NEW YORK — Once again in the third quarter, the two Pennsylvania “Outfitters” shared little but a common word in their names.
This story first appeared in the November 14, 2003 issue of WWD. Subscribe Today.
While a “major miss” in its sales plan contributed to a whopping 62.5 percent evaporation of American Eagle Outfitters’ quarterly profits, Urban Outfitters’ income jumped by 75.5 percent.
The Warrendale, Pa.-based retailer, AE, posted income of $10.1 million, or 14 cents a diluted share, for the three months ended Nov. 1. Excluding a noncash goodwill impairment charge of $8 million, or 11 cents, related to the poor performance of the Bluenotes division, income was $18.1 million, or 25 cents. Results came in ahead of management’s guidance, updated last week, of 22 to 24 cents. Last year, it earned $27.1 million, or 37 cents.
Overall sales for the quarter decreased 0.2 percent to $373.8 million from $374 million, including $22.8 million from the Bluenotes/Thriftys operation. Comparable-store sales declined 10.3 percent, with AE stores down 10.4 percent.
“Misses in merchandise have been a major issue for our company,” James O’Donnell, chief executive, said on a conference call. “It is absolutely critical to our future success that we improve in this area.”
The company, which runs 911 stores, including 736 AE stores, detailed a revised merchandising strategy for 2004 aimed at the 15- to 25-year-old high school and college consumer, with Roger Markfield, president of the American Eagle division, heading up the merchandising and marketing processes.
“Nobody here is pleased by our recent performance,” Markfield said. “We are taking a very hard look at our merchandising process and structure and making significant changes.”
Those include elimination of redundant operations, the earlier setting of merchandise direction, the rebuilding of underperforming categories and a reduction in the number of floor sets.

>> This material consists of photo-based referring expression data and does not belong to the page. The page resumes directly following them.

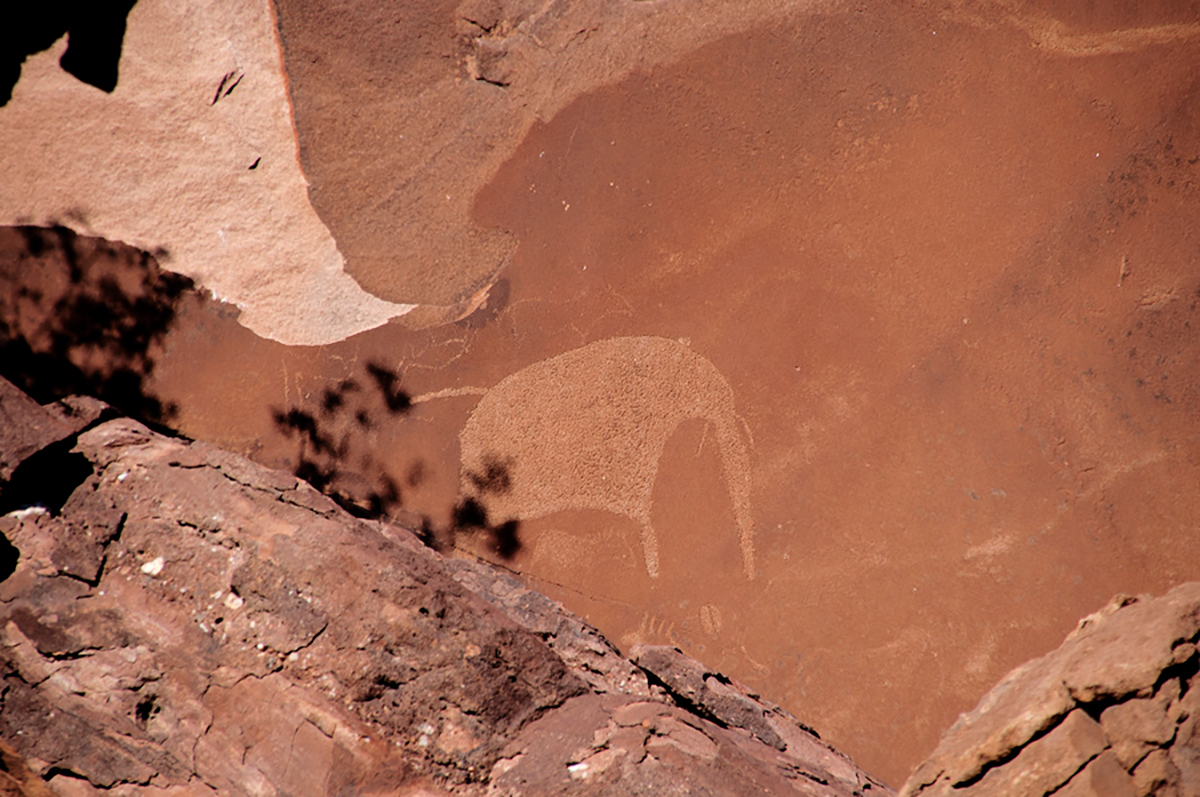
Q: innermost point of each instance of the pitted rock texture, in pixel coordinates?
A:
(1114, 711)
(185, 619)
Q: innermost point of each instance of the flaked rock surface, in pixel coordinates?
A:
(1113, 711)
(183, 619)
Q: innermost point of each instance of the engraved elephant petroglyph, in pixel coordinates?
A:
(586, 430)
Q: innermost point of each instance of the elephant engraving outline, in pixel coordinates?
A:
(587, 429)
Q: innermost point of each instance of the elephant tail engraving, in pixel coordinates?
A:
(736, 468)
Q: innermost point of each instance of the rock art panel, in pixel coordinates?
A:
(586, 430)
(192, 156)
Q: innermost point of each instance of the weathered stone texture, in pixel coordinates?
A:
(1110, 712)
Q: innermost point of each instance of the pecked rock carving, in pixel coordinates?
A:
(586, 430)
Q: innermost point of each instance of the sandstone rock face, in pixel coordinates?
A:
(184, 619)
(191, 155)
(1111, 712)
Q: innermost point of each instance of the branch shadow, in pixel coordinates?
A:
(334, 455)
(85, 316)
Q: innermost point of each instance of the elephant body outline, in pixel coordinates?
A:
(587, 429)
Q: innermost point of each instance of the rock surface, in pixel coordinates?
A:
(191, 155)
(1114, 711)
(186, 621)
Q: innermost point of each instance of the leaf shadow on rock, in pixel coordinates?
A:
(85, 316)
(335, 455)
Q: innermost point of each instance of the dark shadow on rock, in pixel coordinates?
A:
(95, 34)
(334, 455)
(472, 517)
(9, 557)
(85, 316)
(331, 453)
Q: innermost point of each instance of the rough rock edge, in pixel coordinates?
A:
(1114, 702)
(63, 637)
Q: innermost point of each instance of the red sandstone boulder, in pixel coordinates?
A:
(1111, 712)
(183, 619)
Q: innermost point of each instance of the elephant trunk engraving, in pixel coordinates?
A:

On Thursday, the company appointed Michael Leedy to the new post of executive vice president of strategic planning, reporting to O’Donnell. Nordstrom veteran Michael Tam has joined the company to succeed Leedy as executive vice president of marketing, reporting to Markfield.
AE also cautioned investors that it will come to a decision about the troubled Bluenotes division in 2004. It also said it plans to slow square footage expansion for 2004 to between 8 and 9 percent, versus the 10 percent planned in 2003, assuming 45 to 50 new stores.
Laura Weil, chief financial officer, said she is encouraged by the recent pickup in business, with comps down in the low-single digits, well above October’s whopping 18.7 percent nosedive. However, AE didn’t provide earnings or sales guidance for the fourth quarter, saying it is early in the season.
For the nine months, income fell back 50.6 percent to $24.6 million, or 34 cents a share, compared with income of $49.9 million, or 68 cents, in the like period last year. Year-to-date sales for the period rose 3.2 percent to $1 billion from $971.6 million, while comps declined 7.6 percent, with AE down 7.4 percent.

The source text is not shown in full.